(Bloomberg) — Payments-technology startup Lithic, formerly known as Privacy.com, raised $60 million in a funding round led by growth-equity firm Stripes.
Bessemer Venture Partners, Index Ventures, Exor, Tusk Venture Partners, Rainfall and Commerce Ventures also participated in the round, Lithic co-founder and Chief Executive Officer Bo Jiang said in an interview. The transaction quintupled the card-issuing platform’s valuation to $800 million, according to people with knowledge of the matter.
“The process for issuing cards is expensive and archaic,” Jiang said, adding that Lithic builds infrastructure and developer tools to make it simpler for companies to issue debit and credit cards. “Our goal is to make it as fast and as easy as possible.”
The New York-based startup, which Jiang co-founded in 2014 with Jason Kruse and David Nichols, will use the fresh funding to expand its team and grow its platform through strategic acquisitions and international expansion. Canada is among countries that are a “natural” next step, he said.
Lithic has grown substantially amid its application to uses including digital banking and disbursements, Jiang said. Since the beginning of 2021, transaction volumes have quadrupled to more than $1 billion in annual processing volume, a figure he expects to reach $2.5 billion by the of the year. He credited the likes of Stripe, Adyen NV and Braintree for dramatically reducing the complexity and time to market for card acceptance, and fueling demand for issuer technology from both financial-technology and non-fintech companies.

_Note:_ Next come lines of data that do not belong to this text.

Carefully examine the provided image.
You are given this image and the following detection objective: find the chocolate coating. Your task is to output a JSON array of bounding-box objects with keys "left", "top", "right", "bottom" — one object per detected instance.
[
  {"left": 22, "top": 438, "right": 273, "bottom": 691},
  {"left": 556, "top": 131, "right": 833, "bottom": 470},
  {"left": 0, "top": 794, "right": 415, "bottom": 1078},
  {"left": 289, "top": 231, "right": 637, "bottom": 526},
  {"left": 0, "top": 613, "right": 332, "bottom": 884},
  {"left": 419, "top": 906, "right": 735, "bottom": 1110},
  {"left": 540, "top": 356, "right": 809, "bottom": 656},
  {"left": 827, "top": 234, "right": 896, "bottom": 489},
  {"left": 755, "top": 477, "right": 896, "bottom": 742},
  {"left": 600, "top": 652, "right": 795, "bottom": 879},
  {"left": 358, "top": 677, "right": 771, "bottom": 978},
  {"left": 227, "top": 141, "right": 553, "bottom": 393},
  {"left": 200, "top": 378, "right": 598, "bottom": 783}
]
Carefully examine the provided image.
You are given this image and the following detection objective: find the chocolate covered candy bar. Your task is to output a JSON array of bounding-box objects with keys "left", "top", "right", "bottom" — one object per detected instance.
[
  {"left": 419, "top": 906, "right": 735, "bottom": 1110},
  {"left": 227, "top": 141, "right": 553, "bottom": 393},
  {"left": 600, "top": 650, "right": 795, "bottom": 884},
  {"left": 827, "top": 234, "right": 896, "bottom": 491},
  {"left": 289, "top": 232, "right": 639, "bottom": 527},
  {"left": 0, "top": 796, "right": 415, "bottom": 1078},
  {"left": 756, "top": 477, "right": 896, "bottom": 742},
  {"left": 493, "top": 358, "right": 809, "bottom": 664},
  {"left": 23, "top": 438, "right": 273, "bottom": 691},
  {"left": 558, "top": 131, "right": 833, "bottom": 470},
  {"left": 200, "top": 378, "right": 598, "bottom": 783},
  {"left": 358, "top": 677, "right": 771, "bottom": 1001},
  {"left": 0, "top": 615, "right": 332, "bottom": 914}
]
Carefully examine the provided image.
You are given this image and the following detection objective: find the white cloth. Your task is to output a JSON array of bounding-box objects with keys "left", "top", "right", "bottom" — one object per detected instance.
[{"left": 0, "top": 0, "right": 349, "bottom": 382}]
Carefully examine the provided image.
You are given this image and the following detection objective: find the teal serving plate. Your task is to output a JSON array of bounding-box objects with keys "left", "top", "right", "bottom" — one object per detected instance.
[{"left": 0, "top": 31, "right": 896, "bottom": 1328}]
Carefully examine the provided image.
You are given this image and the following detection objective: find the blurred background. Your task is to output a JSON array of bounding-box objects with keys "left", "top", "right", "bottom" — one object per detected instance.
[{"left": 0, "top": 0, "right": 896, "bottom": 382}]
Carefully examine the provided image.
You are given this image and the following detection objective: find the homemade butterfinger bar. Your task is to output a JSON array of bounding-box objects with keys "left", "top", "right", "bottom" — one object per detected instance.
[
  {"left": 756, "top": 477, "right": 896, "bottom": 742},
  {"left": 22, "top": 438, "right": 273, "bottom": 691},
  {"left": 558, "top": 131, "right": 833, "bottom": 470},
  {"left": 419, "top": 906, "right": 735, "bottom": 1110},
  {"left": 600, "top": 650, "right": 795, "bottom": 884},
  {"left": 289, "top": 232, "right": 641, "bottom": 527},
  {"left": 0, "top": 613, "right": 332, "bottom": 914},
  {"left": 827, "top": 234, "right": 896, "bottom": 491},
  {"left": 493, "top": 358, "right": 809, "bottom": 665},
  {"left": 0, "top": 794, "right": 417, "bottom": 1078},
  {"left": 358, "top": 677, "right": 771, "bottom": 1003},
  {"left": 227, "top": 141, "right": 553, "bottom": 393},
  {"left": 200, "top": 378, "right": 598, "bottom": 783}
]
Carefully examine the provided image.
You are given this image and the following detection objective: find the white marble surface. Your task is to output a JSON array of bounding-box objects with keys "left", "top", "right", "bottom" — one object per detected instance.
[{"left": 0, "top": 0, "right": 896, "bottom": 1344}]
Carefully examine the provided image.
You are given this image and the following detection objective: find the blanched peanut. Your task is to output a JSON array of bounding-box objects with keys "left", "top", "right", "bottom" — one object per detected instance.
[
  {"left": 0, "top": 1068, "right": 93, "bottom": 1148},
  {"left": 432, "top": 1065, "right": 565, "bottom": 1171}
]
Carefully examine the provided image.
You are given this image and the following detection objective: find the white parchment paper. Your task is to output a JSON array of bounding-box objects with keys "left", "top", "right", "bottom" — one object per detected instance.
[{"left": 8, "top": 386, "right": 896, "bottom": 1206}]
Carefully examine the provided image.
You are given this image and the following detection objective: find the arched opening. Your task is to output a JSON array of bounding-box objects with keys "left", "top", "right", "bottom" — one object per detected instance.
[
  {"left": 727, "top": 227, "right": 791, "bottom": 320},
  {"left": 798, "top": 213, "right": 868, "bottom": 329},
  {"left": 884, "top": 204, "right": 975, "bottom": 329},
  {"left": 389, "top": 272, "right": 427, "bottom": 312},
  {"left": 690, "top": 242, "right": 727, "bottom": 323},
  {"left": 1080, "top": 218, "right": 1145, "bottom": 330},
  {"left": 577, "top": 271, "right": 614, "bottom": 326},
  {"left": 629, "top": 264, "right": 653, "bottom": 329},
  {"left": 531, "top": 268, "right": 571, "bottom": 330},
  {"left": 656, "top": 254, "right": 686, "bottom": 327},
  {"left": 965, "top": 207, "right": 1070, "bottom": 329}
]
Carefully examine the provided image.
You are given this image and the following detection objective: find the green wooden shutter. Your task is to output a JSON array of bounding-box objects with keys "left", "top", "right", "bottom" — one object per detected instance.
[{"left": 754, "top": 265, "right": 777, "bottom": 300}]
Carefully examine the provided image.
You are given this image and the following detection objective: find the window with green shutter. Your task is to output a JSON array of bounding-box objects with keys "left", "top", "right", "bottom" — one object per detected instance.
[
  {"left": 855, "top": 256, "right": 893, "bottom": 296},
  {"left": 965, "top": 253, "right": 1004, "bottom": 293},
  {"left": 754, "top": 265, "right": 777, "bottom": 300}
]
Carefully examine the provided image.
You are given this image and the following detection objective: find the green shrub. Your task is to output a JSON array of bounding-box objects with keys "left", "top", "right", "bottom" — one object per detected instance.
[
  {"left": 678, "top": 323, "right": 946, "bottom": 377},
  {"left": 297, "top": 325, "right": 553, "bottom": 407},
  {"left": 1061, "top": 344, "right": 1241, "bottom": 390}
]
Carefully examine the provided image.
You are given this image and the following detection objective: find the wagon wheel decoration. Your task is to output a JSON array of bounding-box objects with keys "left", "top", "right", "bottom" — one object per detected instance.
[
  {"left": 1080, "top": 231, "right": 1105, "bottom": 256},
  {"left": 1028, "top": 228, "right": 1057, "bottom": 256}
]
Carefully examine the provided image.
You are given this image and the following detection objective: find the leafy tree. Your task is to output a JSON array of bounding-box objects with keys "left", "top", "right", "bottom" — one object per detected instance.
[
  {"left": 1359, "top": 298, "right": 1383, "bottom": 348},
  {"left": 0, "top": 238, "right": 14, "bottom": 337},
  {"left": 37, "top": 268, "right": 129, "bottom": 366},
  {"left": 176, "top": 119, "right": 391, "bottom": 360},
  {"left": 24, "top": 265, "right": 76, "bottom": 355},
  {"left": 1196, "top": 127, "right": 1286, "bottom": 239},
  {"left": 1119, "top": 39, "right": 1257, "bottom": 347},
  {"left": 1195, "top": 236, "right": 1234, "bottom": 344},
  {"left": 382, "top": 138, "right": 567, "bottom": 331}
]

Lithic, which competes against Marqeta Inc. and SoFi Technologies Inc.’s Galileo Financial Technologies, started out with a consumer-facing product — Privacy.com, which lets users create single-use credit cards in an effort to combat fraud — before bolstering its business with an enterprise offering. “We built a platform for ourselves that we knew other developers would find useful too,” Jiang said.
“Card issuing is the next big frontier in fintech as companies of all shapes and sizes begin to understand the power of highly configurable virtual and physical cards,” Saagar Kulkarni, a partner at Stripes, said in an emailed statement. “Lithic makes it incredibly easy for developers to build on the card rails, and we are only scratching the surface of use cases that will emerge over time.”
(Updates with Commerce Ventures’ participation in second paragraph.)